The Night Before an Exam (and you’re panicking).
For a sense of timing:
This is being written the night before my Statistics midterm.
We’ve all been in that position at least once. It’s the night before your exam and you don’t feel ready. You’re not prepared at all. Everything you thought you know, you don’t, and your friends are asking you questions on topics you haven’t seen before. Colloquially, the moment is known as a “big oof”.
What’s the first thing you think of?
Redbull. Coffee. Monster. All-nighter. Grind time. #Hustle. Fuck. I’ll defer this. Can I defer this? What’s the weight. Should I switch programs? Maybe I should just drop out. I’ll become the next Steve Jobs. Or Bill Gates. Whichever one dropped out.
Sometimes, you’re just overthinking it. You’re ready, but you’re stressing so much that you forget what you do know, and then you stress even more. The solution? Take a walk. Stop studying. Stop answering questions. Get away from everyone who’s studying, and do something completely unrelated.
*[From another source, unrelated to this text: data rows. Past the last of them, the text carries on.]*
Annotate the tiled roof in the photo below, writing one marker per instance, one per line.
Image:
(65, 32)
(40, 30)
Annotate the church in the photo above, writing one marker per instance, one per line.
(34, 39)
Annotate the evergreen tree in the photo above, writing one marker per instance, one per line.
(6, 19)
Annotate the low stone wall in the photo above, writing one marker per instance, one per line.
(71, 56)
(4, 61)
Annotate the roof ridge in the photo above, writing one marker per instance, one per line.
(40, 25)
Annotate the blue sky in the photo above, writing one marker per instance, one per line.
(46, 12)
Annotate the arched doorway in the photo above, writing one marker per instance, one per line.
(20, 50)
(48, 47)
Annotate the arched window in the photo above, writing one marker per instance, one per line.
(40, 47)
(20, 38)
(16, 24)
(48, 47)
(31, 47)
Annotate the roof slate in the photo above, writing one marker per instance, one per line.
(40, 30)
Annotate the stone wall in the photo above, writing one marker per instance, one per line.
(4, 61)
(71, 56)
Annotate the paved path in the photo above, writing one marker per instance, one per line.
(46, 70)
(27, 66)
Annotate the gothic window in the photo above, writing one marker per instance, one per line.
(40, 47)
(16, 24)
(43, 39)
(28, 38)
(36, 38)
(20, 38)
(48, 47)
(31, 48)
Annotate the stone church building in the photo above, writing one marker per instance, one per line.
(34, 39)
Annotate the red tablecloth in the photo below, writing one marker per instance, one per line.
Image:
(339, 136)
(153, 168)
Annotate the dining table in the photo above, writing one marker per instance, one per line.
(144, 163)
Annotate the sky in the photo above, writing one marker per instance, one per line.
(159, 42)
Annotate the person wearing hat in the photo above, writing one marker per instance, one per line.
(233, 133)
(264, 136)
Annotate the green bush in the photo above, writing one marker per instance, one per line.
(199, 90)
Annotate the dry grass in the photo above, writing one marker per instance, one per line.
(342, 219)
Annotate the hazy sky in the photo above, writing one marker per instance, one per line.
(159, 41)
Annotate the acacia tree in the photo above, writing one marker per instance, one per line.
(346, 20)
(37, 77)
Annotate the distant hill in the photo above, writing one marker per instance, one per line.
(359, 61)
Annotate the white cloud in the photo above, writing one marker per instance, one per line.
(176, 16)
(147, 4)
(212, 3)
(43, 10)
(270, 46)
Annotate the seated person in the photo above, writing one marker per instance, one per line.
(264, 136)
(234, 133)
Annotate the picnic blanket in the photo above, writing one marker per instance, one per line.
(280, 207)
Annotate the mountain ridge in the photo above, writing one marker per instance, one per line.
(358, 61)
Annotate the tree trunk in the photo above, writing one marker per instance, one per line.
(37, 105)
But other times? You actually don’t know anything. You haven’t studied, haven’t done the practise problems, and you know, deep down, that if you do fail tomorrow, it’s your fault. What do you do now? Bathe in self-misery?
Nope.
Tempting as it is to cry, you’re going to have to take a moment. Take a moment to breathe. Take a moment to stop thinking about how the exam is going to go down. To stop thinking about the exam. Yeah. DON’T think about the exam. Instead, think about enjoying whatever you’re learning right now. Don’t think about the final outcome. Go with the moment.
Does this work?
I don’t know, but I’ll find out tomorrow, during my Statistics midterm.